# 3 SF inventions you would like to see come true?



## Serendipity (Dec 27, 2015)

I'm having one of this 'insane' moments, when I somehow overcome my usual shyness... 

What are the three inventions in science fiction you would like to see come true?

My three are:

1) Travelling Faster Than the Speed of Light
2) Teleportation over planet-wide distances
3) Universal kitchen that does all the necessary housework

Over to you chaps and chapesses...


----------



## psikeyhackr (Dec 27, 2015)

1) true Artificial Intelligence
2) computerized education probably using AI
3) health/life extension, 300 year life spans

psik


----------



## Ray McCarthy (Dec 27, 2015)

1) Interstellar Drive. (Without breaking Relativity or Causality, as I don't believe in Perpetual Motion Machines or Free Energy either)
2) Affordable economic Fusion power (it sort of is now if you use the neutrons to irradiate waste from a regular Nuclear power station).
3) A range of genetically engineered bacteriophages each to kill only specific harmful bacteria.

I don't wish for true A.I., as that isn't needed and less believable than anything in SF. It's identical to a magician making clockwork be sentient.


----------



## J-Sun (Dec 28, 2015)

Like real estate, I'd say FTL, FTL, FTL. But to have three different ones, I'd go for much of the previous posters' stuff.

FTL (I don't care if it's "real" FTL that requires junking Einstein alongside Ptolemy or a "virtual" FTL of any kind. As long as it doesn't entail time travel.)
Asimovian Robots
The Techno-Fountain of Youth.

Probably think of something else later but those jump out. (Oddly, while I wouldn't refuse a jetpack or flying car, they aren't high on the list and no one else has mentioned them either. )

Oh yeah:



Serendipity said:


> I'm having one of this 'insane' moments, when I somehow overcome my usual shyness...



Don't be shy - it's a great question. Post more.


----------



## psikeyhackr (Dec 28, 2015)

Even if some form of effective FTL travel is developed how many people can go? 

Even if we sent 70,000 people what percentage of Earth's population is that?  Mercury astronauts were supposed to have IQs of 130 or higher so who is going to qualify?  

http://history.nasa.gov/SP-350/ch-8-2.html

I have serious doubts about True AI, but Simulated Intelligence would still be really useful.  And how cheap would it be in 20 years?  So it would have a huge pervasive effect.

psik


----------



## TheDustyZebra (Dec 28, 2015)

I would like the rejuvenation treatments that Heinlein had in the Lazarus Long, etc. books. Teleportation. And, of course, a TARDIS.


----------



## Nick B (Dec 28, 2015)

Large scale (ftl) interstellar travel.
Life and health extension.
Massive scale space stations, with artificial gravity et al.

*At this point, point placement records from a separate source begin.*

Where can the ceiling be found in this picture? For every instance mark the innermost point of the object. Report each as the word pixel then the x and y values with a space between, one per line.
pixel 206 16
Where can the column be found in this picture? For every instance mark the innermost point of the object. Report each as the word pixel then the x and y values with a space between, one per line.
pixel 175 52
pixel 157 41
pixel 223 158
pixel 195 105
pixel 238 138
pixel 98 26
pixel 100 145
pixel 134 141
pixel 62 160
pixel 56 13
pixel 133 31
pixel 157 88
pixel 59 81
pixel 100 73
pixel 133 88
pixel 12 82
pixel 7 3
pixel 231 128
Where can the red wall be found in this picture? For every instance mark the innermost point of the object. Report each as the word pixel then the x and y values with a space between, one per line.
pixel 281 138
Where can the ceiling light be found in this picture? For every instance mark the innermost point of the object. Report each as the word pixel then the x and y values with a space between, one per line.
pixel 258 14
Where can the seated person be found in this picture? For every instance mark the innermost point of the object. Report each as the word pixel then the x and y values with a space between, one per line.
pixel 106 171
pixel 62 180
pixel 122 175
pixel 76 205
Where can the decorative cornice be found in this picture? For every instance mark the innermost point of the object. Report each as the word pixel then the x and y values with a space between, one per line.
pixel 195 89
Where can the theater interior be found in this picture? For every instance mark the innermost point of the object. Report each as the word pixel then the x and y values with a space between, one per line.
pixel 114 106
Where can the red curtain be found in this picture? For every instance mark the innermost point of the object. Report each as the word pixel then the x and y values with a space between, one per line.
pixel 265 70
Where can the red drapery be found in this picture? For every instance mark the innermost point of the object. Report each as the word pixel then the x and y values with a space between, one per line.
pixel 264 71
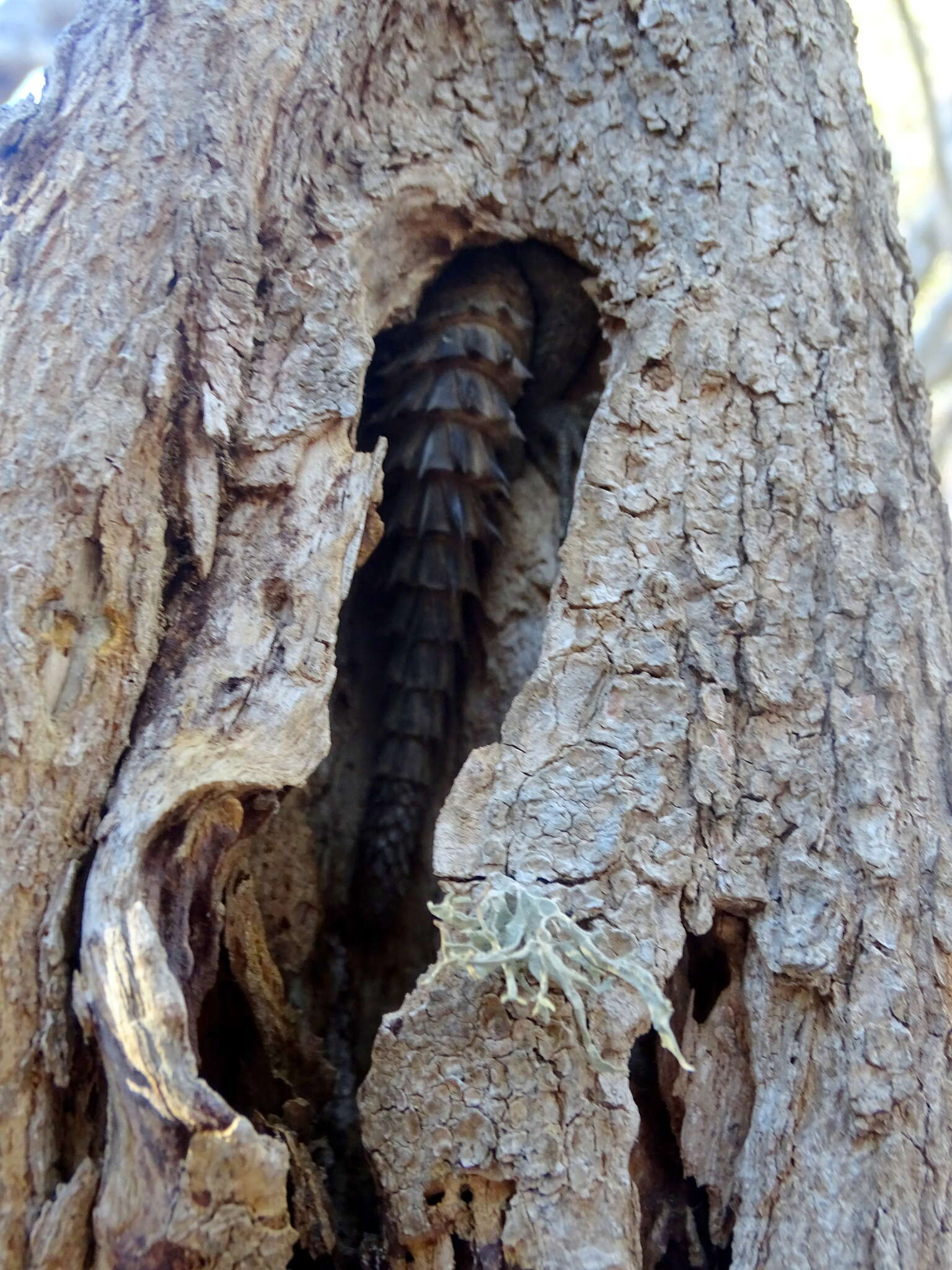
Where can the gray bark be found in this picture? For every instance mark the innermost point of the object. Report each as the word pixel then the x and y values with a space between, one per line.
pixel 739 723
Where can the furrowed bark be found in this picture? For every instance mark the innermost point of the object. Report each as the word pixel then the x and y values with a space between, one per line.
pixel 733 753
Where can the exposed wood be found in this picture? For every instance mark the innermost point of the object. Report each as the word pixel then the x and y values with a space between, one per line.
pixel 742 705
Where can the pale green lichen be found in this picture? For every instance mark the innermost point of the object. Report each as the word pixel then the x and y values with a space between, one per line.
pixel 526 935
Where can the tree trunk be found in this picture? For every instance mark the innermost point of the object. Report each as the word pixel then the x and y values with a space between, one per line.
pixel 731 756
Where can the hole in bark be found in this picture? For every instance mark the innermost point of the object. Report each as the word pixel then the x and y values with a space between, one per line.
pixel 674 1209
pixel 678 1230
pixel 442 626
pixel 708 972
pixel 443 623
pixel 462 1254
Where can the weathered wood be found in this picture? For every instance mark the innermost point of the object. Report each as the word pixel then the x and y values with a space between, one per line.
pixel 742 705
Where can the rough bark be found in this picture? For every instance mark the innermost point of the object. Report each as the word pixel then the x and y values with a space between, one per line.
pixel 738 730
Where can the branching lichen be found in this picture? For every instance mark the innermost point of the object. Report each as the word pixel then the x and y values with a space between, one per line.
pixel 526 935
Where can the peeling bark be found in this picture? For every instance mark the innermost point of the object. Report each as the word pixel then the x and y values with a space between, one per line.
pixel 736 733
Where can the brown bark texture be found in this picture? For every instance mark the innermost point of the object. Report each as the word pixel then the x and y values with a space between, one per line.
pixel 731 757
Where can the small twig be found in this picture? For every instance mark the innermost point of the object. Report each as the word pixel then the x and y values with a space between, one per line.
pixel 524 934
pixel 938 146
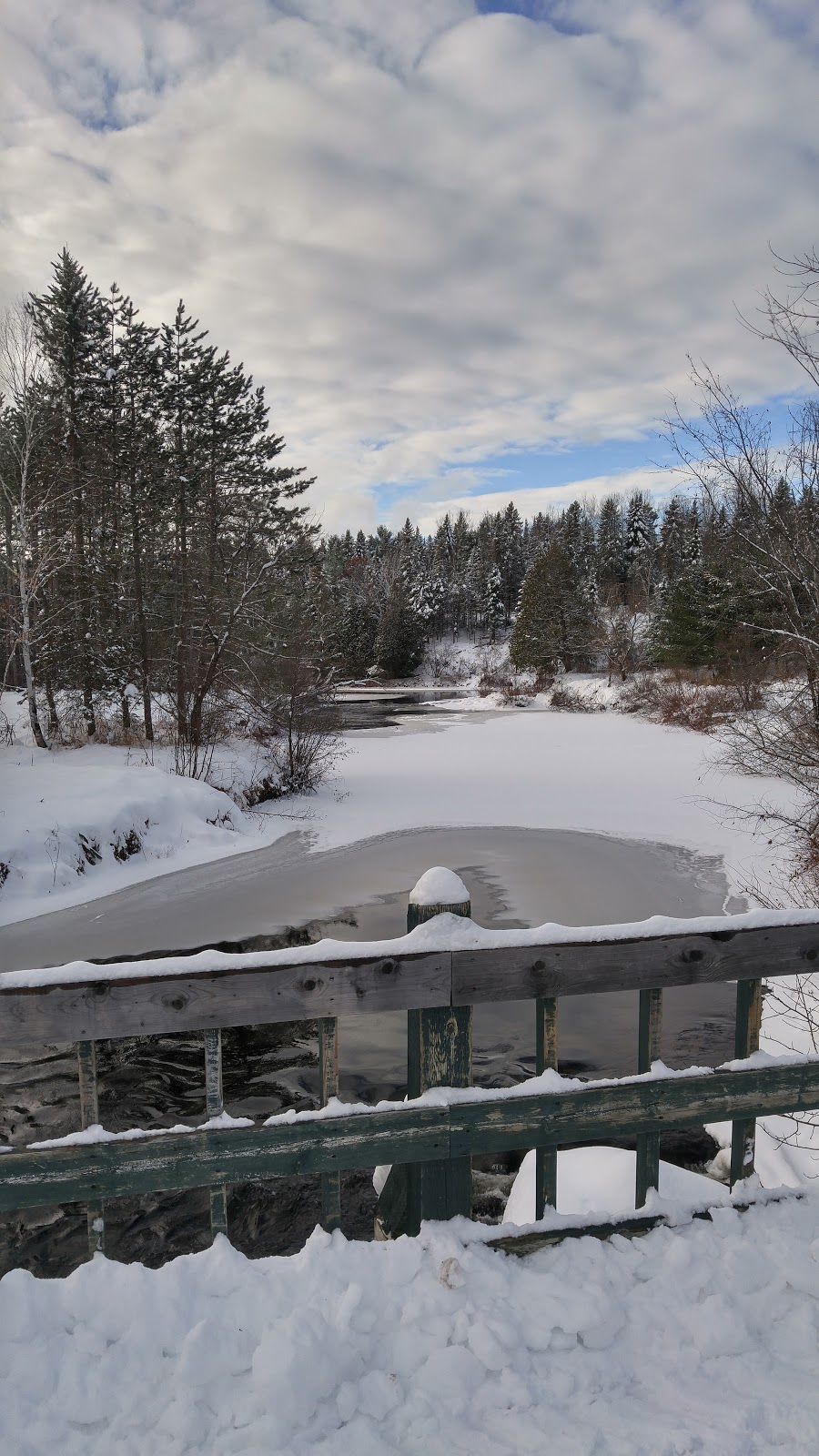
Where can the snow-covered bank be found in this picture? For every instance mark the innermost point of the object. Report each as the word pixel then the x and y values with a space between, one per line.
pixel 697 1339
pixel 601 772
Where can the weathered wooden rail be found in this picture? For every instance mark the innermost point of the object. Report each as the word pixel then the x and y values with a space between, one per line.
pixel 428 1142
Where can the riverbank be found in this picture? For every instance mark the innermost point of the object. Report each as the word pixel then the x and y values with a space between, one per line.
pixel 69 815
pixel 695 1339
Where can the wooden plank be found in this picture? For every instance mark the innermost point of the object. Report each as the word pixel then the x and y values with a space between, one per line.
pixel 215 1106
pixel 237 996
pixel 329 1077
pixel 630 1228
pixel 545 1056
pixel 598 1114
pixel 640 965
pixel 439 1053
pixel 649 1052
pixel 234 996
pixel 75 1174
pixel 89 1117
pixel 120 1169
pixel 746 1041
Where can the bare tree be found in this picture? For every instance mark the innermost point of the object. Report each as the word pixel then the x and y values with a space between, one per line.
pixel 26 497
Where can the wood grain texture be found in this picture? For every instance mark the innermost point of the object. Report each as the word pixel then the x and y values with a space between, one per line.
pixel 615 966
pixel 329 1077
pixel 237 996
pixel 149 1005
pixel 85 1172
pixel 746 1041
pixel 215 1104
pixel 545 1056
pixel 89 1116
pixel 121 1169
pixel 598 1114
pixel 651 1026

Thats a really good question.


----------



## Ray McCarthy (Dec 28, 2015)

psikeyhackr said:


> Simulated Intelligence would still be really useful.


Yes, it could be and if we knew how to do it, it would be cheap next year. Computer power and storage isn't the issue.



psikeyhackr said:


> Even if some form of effective FTL travel is developed how many people can go?


Some sums and honest reflection show that even if Intersteller travel itself was free, it's of little value for trade, conquering the galaxy or evacuating a planet (would be nearly impossible unless only a tiny proportion of people left after an apocolypse). It's useful for knowledge and if there are other people, sharing ideas. Even colonisation is unlikely because if somewhere was absolutely already suitable, you'd need Earth plants etc (or people would have amino acid and vitamin deficiencies) and the odds are it would be already occupied.


psikeyhackr said:


> Mercury astronauts were supposed to have IQs of 130 or higher so who is going to qualify?


Well, the qualifications for crew and passengers are not the same. But I agree, unless there are interstellar portals on railway lines, Interstellar (better name than FTL as even if you get their faster than light can, it's not going to be actually by TRAVELLING faster than light) travel will never be mass market.


----------



## psikeyhackr (Dec 28, 2015)

Ray McCarthy said:


> Yes, it could be and if we knew how to do it, it would be cheap next year. Computer power and storage isn't the issue.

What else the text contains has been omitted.